I hadn’t followed the story of Michael Fine since I wrote about him in 2014. This was the Sheffield, Ohio lawyer who hypnotized female clients so he could sexually molest them. When I wrote the post, two victims had been identified. The final tally was six, and there may have been more.
In September of 2015, Fine pleaded guilty to five counts of kidnapping and one count of attempted kidnapping. He admitted to using his skill in hypnosis to control the female clients, forcing them submit his sexual desires against their conscious will. Last week, Fine was sentenced to 12 years in prison. He had already been permanently disbarred by the Ohio Bar.
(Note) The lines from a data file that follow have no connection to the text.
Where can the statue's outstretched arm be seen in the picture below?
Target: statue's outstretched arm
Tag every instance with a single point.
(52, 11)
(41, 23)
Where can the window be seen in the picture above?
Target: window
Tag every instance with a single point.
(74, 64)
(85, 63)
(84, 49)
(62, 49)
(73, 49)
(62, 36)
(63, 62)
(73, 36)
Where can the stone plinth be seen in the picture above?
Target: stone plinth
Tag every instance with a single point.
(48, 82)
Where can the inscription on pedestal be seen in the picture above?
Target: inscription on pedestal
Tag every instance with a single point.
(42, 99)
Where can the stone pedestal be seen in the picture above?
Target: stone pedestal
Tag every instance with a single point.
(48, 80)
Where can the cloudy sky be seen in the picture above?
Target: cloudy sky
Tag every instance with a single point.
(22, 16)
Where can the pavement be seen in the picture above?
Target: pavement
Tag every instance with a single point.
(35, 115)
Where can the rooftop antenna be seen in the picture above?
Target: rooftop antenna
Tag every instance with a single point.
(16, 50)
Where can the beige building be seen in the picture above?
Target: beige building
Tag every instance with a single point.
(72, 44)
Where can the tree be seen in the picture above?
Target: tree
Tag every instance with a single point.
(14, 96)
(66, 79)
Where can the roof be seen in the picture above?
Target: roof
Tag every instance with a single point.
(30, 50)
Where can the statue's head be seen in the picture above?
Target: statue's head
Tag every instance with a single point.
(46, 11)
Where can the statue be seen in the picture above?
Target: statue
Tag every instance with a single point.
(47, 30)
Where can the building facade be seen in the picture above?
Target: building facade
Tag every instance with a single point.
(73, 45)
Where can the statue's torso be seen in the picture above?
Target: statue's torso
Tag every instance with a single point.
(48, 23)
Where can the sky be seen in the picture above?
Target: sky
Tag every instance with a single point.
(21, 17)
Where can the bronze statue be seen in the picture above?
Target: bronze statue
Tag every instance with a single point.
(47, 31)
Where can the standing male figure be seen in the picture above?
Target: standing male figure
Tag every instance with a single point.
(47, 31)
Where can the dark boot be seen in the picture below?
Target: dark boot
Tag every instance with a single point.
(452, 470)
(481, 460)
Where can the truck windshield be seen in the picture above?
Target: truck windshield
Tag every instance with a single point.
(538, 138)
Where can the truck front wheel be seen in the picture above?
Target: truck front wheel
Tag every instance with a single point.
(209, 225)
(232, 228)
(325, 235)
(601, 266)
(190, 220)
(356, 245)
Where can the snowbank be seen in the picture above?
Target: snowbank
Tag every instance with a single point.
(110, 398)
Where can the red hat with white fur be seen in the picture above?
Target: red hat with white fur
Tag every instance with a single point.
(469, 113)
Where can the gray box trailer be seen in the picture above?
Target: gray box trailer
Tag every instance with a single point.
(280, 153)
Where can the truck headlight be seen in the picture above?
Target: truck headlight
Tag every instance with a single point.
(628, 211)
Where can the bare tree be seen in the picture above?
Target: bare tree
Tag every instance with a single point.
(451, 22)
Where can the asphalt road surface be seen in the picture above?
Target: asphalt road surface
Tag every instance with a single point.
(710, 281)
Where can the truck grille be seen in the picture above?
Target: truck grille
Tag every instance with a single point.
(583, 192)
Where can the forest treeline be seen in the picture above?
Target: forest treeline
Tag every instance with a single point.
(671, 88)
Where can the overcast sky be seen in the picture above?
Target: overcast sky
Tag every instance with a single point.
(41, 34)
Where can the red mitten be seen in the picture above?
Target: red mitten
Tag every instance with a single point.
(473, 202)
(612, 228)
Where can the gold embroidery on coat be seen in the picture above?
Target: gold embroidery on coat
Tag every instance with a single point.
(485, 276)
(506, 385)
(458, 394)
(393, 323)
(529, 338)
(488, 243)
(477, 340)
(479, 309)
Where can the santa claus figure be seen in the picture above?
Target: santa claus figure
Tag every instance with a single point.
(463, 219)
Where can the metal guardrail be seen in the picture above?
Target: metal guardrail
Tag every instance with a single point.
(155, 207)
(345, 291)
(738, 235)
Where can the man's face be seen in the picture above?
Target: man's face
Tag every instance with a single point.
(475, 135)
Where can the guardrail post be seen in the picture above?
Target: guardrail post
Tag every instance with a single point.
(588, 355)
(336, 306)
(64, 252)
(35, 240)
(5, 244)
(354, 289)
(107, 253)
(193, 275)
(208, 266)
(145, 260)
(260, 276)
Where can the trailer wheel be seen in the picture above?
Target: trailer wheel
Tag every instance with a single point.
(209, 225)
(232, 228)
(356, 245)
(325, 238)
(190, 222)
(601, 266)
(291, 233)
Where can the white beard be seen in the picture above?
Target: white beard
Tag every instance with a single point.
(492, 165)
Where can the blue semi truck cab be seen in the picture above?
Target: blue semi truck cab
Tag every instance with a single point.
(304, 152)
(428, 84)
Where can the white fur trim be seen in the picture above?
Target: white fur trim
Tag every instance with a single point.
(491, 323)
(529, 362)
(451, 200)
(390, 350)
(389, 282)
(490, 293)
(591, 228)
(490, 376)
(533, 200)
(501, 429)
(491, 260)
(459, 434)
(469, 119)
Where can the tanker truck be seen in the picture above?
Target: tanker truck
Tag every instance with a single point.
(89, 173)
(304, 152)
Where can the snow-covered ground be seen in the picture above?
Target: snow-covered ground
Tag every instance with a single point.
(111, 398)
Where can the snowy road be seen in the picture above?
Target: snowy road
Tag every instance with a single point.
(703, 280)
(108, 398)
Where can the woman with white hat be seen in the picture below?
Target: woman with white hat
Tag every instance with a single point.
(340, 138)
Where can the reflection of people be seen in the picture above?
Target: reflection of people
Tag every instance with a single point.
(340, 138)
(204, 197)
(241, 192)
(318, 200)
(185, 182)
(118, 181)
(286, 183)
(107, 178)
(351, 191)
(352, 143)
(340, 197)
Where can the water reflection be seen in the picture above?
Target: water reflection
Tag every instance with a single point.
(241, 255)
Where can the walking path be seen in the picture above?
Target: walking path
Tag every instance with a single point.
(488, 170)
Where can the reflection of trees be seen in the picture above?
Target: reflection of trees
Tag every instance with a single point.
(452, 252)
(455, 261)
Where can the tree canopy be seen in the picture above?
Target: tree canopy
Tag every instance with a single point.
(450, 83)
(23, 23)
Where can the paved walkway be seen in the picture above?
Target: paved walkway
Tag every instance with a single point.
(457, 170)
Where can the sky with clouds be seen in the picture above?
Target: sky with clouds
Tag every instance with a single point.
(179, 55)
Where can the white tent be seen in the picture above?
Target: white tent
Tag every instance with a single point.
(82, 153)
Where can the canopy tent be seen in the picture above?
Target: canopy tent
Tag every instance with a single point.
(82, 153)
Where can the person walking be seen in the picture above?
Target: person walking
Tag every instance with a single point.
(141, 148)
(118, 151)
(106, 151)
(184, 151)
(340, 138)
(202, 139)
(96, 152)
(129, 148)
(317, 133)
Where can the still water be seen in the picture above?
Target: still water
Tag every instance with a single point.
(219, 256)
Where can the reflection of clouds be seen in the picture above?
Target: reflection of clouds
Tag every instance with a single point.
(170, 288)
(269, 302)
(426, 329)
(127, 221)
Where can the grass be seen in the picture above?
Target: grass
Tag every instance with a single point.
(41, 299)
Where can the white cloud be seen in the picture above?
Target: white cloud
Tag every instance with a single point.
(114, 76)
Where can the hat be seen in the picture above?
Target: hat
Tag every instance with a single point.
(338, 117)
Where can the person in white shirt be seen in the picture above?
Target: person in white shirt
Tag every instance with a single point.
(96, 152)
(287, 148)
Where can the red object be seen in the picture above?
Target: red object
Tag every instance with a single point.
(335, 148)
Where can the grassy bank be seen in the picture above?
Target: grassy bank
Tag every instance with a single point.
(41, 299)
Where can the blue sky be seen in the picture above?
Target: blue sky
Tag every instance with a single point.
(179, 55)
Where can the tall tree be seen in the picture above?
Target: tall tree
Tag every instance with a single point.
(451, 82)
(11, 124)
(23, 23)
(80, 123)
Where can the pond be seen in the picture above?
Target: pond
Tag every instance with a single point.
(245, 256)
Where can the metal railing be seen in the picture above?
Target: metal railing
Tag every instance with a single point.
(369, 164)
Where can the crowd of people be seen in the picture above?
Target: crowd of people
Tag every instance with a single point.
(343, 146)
Fine was not a licensed hypnotist, but needless to say, he was an unethical hypnotist too.
Judge Patricia Cosgrove told Fine at his sentencing, “At the lowest point in their lives when they came to you for help in the throes of painful divorces and custody battles, you took advantage of them. You took advantage of their trust and faith in you by sexually abusing them. You deserve to be punished.”
When I mentioned this case in some 2015 legal ethics seminars, many lawyers refused to believe it. I even lost a law firm client because one lawyer complained that I showed insensitivity by making a mild joke about the story, which did and does remind me of something out of a bad Adam Sandler movie. It is the strangest example of unethical lawyering I have encountered, but I am confident that a stranger one will appear eventually.